Одновременно именно биографический дискурс обнаруживает исключительную проблематичность и негарантированность присутствия события в жизни человека, в повседневном ее измерении, которое, как правило, и становится объектом биографического повествования. В этом случае насыщенное биографическое описание позволяет увидеть превращение «события», «события-бытия», как в актуальной, так и в потенциальной их форме, в происшествие, казус, где бытийно-историческое измерение редуцируется и снимается. Р.Барт в своей работе «Структура происшествия» [10] определяет тонкие различия между «событием» и «происшествием». Его подход может существенно обогатить и оттенить анализ концепции М. Бахтина, но именно оттенить, а не дополнить, поскольку статус «события» двумя исследователями в данном контексте определен по-разному. У Барта событие в структуралистском истолковании - «фрагмент романа», переменная величина в имеющем временную длительность повествовании, оно экзогенно и закономерно отсылает к «уже известному миру», к более широкой ситуации [10, с. 399]. Однако погоня за «тенью божества» и поиск бытийного уровня осуществляется и в этом описании. Именно анализ и описание актов смыслоконституирования, постоянно осуществляемый в автобиографической установке (в момент свершения и в момент описания), позволит определить каким образом, в какой ситуации, через какого рода обусловленность или отсутствие таковой, человек определяет происшедшее и пережитое либо как «событие», либо как «происшествие». Автобиографии и биографии полны осознанных, а чаще неосознанных оговорок о том, что такое-то событие, другим казавшееся малозначительным, вдруг кардинальным образом повлияло на судьбу героя жизнеописания. В этом смысле особенно значим здесь опыт детства, где некий факт жизни часто становится амбивалентным и даже дихотомичным, существуя одновременно на двух противоположных полюсах - «событие-для-меня» - «происшествие-для-других», бывает и наоборот: «происшествие для меня» - «событие в глазах других» (См. приложение «Детская комната», где автор попытался предпринять исследовательскую разведку в данном направлении).
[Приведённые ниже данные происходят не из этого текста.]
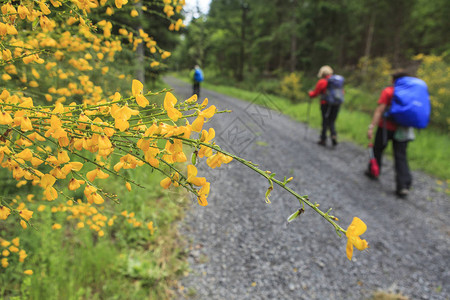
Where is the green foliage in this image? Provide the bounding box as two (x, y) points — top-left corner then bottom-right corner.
(354, 56), (393, 93)
(255, 78), (281, 96)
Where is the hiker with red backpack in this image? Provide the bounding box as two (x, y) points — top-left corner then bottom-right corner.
(308, 65), (344, 147)
(366, 71), (430, 198)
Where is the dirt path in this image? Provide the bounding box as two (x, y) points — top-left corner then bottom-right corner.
(165, 77), (449, 300)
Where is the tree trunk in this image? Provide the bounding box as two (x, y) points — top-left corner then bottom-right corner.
(289, 0), (298, 72)
(361, 12), (376, 75)
(237, 2), (248, 82)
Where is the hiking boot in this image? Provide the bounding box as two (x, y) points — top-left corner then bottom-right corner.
(364, 170), (378, 180)
(331, 137), (338, 146)
(317, 139), (326, 146)
(396, 188), (409, 198)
М. Бахтин часто критикует биографический жанр, отмечая, что он описывает пространство предзаданности человеческого существования, детерминированности средой, условиями жизни, обстоятельствам и т.д. Сам же он предлагает роскошный подарок этому жанру, который способен его преобразить - он дарит ему «событие». Событие само в себе несет свое собственное основание и полагаться на него может лишь одним единственным способом: в акте его конкретного событийного удостоверения.
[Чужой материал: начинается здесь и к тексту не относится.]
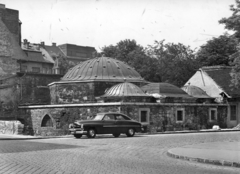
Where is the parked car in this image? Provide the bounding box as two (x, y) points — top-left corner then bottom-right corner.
(69, 112), (143, 138)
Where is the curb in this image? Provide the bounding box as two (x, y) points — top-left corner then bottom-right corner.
(0, 134), (73, 140)
(167, 151), (240, 168)
(138, 129), (240, 135)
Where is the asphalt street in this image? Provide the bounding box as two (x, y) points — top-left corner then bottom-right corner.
(0, 132), (240, 174)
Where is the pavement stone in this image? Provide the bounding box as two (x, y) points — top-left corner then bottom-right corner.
(0, 132), (240, 174)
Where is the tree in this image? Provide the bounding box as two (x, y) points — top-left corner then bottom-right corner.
(146, 40), (199, 87)
(101, 39), (141, 64)
(101, 39), (198, 86)
(101, 39), (161, 82)
(195, 34), (238, 66)
(219, 0), (240, 39)
(230, 44), (240, 88)
(55, 54), (77, 75)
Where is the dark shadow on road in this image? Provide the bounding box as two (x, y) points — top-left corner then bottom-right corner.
(0, 141), (84, 153)
(73, 134), (147, 140)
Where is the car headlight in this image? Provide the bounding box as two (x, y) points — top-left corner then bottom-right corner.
(69, 123), (74, 129)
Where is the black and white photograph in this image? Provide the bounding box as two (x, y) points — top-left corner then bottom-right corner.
(0, 0), (240, 173)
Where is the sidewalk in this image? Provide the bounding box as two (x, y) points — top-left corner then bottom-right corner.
(0, 134), (72, 140)
(168, 141), (240, 168)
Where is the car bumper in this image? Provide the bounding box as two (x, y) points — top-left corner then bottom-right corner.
(69, 128), (87, 135)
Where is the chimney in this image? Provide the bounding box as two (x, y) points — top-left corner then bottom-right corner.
(52, 42), (56, 47)
(40, 42), (45, 47)
(0, 4), (5, 9)
(23, 39), (28, 45)
(27, 42), (30, 49)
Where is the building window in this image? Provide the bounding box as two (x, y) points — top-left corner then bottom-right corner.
(176, 108), (185, 122)
(139, 108), (150, 124)
(41, 115), (53, 127)
(209, 108), (217, 121)
(230, 105), (237, 121)
(32, 67), (40, 73)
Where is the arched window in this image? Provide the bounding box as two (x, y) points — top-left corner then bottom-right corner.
(41, 115), (53, 127)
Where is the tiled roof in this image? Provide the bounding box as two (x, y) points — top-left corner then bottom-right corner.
(141, 83), (192, 98)
(21, 43), (54, 64)
(101, 82), (150, 97)
(201, 66), (240, 97)
(61, 57), (146, 83)
(22, 50), (53, 64)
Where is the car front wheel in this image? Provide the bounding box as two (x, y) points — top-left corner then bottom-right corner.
(126, 128), (135, 137)
(87, 128), (96, 138)
(74, 134), (82, 139)
(113, 133), (120, 137)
3.11 «Самоотчет-исповедь» как форма социокультурной практики, литературный жанр и индивидуальный поступок

Особое внимание М. Бахтин уделяет исповеди («самоотчету-исповеди»), рассматривая ее как форму культурной практики, как литературный жанр и как индивидуальный поступок. Как подчеркивает в комментариях к «Автору и герою…» В. Ляпунов, связка «самоотчет-исповедь» в бахтинских текстах вводится для определения специфики употребления слова «исповедь». Бахтин употребляет его в значении не специализированном, сугубо церковном, а подразумевая, прежде всего, искреннее и полное признание в чем-либо, не обязательно покаянное, хотя покаянная установка заложена и в этом значении. Самоотчет исповедь - это и чистосердечное признание самому себе, и отчет перед самим собой о своих поступках, о своей жизни, о самом себе (См.: [50, с.688]. При этом М. Бахтин особенно активно настаивает на том, что самоотчет-исповедь принципиально лежит за пределами эстетической деятельности.
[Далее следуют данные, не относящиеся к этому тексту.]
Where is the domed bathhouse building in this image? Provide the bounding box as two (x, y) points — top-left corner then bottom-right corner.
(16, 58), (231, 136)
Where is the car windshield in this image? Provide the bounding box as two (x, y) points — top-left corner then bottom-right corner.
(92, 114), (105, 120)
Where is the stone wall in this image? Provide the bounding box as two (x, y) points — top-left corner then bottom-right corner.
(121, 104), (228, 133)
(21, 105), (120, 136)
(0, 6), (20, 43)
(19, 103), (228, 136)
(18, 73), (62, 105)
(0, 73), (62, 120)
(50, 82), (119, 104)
В современных дискуссиях о специфике исповеди (представленных, например, в рамках ежегодной международной конференции «Метафизика искусства. Исповедальные тексты культуры» (См.: [40, 74]), часто внимание сосредотачивается на эстетическом измерении исповеди как литературного жанра, говорится о псевдоисповедальности как стратегии литературы. Для М. Бахтина исповедь исключена из сферы эстетического, поскольку для него «…чистое отношение к самому себе…лишено всех эстетических моментов и может быть лишь этическим и религиозным» [13, с. 50].

Специфика исповеди Бахтиным глубоко продумана, прежде всего, в контексте исследования творчества Ф.Достоевского. В определенном смысле все оно является «одной и единой исповедью». А после «чужих» исповедей писателя старый жанр исповеди стал, в сущности, невозможным, считает Бахтин [17, с. 313]. Прежде всего, потому, что в центре внимания Достоевского - само «исповедальное сознание», а исповедь оказывается не просто формой выражения, а предметом изображения. Происходит своего рода феноменологический поворот к чистым структурам исповедального сознания, одновременно выявляется его внутренняя социальная природа ( с точки зрения бахтинской «высшей социальности»). Исповедь - ни что иное, как событие взаимодействия сознаний в диалогическом «мировом симпосиуме» социума и культуры. «…Я не могу обойтись без другого, не могу стать самим собой без другого: я должен найти себя в другом, найдя другого в себе…Оправдание не может быть самооправданием, признание не может быть самопризнанием... самоименование - самозванство…»[17, с. 313]. После Достоевского, раскрывшего роль Другого, в свете которого только и может строиться всякое слово о себе самом, стало невозможным наивно-непосредственное самоотношение в исповеди. Оказались разрушены и условно-жанровые границы исповеди. Так исповедь как литературный жанр, исповедальное слово оказалось в одном проблемном поле, в частности, с феноменом простого смотрения на себя в зеркале (своими и чужими глазами одновременно).

В контексте методологического анализа жанровой специфики биографии, размышления М. Бахтина о специфике самоотчета-исповеди фиксируют проблему типологических разграничений. Относить ли исповедальное слово к одной из разновидностей автобиографии? Каким образом различать исповедь как литературный жанр и самоотчет-исповедь как поступок? И возможно ли такое разграничение?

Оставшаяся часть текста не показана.